To learn more about the various compression methods supported by Document Engine, refer to our PDF compression guide.
Best practices for working with linearized PDFs
-
Use reliable tools — Choose trusted PDF creation and editing tools that support linearization to ensure reliable performance.
-
Optimize content — Before linearizing, optimize your PDF content (e.g. reducing image size or simplifying design) for better efficiency.
-
Test performance — After linearizing, test your PDF across different environments (web browsers, mobile devices) to ensure fast and smooth performance.
-
Monitor file size — Linearization can increase file size slightly due to additional indexing. Keep the overall size manageable to prevent slow load times.
-
Avoid incremental saving — Incremental saving can negatively impact the linearization process. Save your PDFs fully to ensure proper linearization.
-
Compress PDF files — Use compression techniques to reduce file size and improve loading times, especially for larger documents.
-
Use PDF optimization tools — Leverage PDF tools to optimize and compress large PDFs for more efficient web viewing.
-
Avoid embedded fonts — Embedded fonts can increase file size and slow down loading times, so consider using standard fonts when possible.

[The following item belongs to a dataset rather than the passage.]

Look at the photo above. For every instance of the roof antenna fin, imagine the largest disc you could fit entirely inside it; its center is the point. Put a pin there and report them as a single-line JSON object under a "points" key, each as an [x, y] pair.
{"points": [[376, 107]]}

By following these best practices, you can ensure your linearized PDFs are optimized for web viewing, providing a smoother, faster experience for your users.
Conclusion
We explored tools like Ghostscript, Nutrient DWS API, and Nutrient Document Engine for creating and optimizing linearized PDFs. These solutions provide easy ways to implement Fast Web View, enhancing the accessibility and speed of PDFs in web applications.
Sign up for a free trial today to explore DWS API and, for advanced features like Document Engine, contact our Sales team to discuss licensing options.
FAQ
Here are a few frequently asked questions about linearized PDFs.
How does a linearized PDF differ from a standard PDF?
A linearized PDF allows the first page to load immediately, while a standard PDF requires the entire document to download before displaying any content.
How can I linearize PDFs using Nutrient Document Engine?
You can linearize PDFs with Nutrient Document Engine by making an API request that includes the linearize
parameter set to true
, which optimizes the document for faster web viewing.
How do I check if my PDF is linearized?
Open the PDF in a text editor and look for /Linearized
1 in the header, which indicates the PDF has been linearized.
What are some limitations of using Ghostscript for PDF linearization?
Ghostscript lacks a dedicated API for programming languages, making it less suitable for integration into automated workflows compared to commercial solutions.
Is DWS API suitable for large-scale document processing?
Yes, DWS API is designed to scale efficiently, handling high-volume document processing for enterprise-level workflows.